Wednesday, February 1, 2012

Inversion, Aversion, Jamie Oliver


http://www.jamieoliver.com/




Gracious!

I really am using this blog to muck about when I can't seem to be making sense in my research. Also, since I've been traveling there hasn't really been much of a chance to do anything except stop and take pictures. I have no budget to actually start on new works anyway. So instead here are some images of the inversion (among other things...). I've been thinking of naming the inversion. Anyone have any ideas? Harold the Inversion? Oscar the Grey? Yes, I did take 2/3 of these at over 70mph on the way to Seattle. I have no idea what could have crushed that silo-type thingy, there wasn't anything around that was obviously broken or fallen from the sky.
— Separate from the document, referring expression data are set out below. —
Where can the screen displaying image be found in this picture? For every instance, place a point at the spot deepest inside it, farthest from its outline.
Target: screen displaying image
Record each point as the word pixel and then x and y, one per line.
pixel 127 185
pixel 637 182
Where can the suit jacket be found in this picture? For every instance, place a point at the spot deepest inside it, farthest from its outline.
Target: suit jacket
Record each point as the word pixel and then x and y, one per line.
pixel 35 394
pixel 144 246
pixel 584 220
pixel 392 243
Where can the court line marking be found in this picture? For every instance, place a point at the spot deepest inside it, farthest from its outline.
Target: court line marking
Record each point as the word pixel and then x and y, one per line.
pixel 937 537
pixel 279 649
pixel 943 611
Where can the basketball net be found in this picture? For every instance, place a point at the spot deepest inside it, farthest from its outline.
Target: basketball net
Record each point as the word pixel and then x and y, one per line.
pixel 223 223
I've used the color "sky blue" in my work off and on over the years. At the moment, partially because I feel like my blue sky exposure is so limited, I'm almost hungry for that brighter blue color. Any sort of greyish blue makes me sorta antsy, and any sort of greenish blue reminds me of the sea, but all the bright blues remind me of the sky.

I've also been watching Jamie Oliver cooking shows, specifically "Jamie Oliver's Food Escapes," in which the celebrity chef does things like cook freshly killed tuna over a pit dug into the beach sand in Greece, or makes salad out of the home grown greens of an Italian jail. His general philosophy of buying fresh, local, artisan goods and then serving them up as simply as possible does appeal to me. But really it is his ability to, and propensity for, cooking anywhere that is keeping my interest. He's clearly a performer, but comes off as being more of a comfortable teacher then a razzle-dazzle man. He uses the same tools/props in almost every episode (same cutting board, same knife, same bowls), and they become almost like old friends. Very refreshing.

Anyway, not that I could find images of this on the internet in my perfunctory search, but there is a lovely blue that runs around the credits. It's not the bright sky blue I'm craving, but more the twilight blue over the Greek ocean. It's coincidentally the color of blue in the Swedish and Greek flags, and also the blue of the domes of Greek chapels, and the blue of the fresco sky behind the Medici 8 pointed stars in Italian cathedrals. Lovely bright, but twilight bright, blue.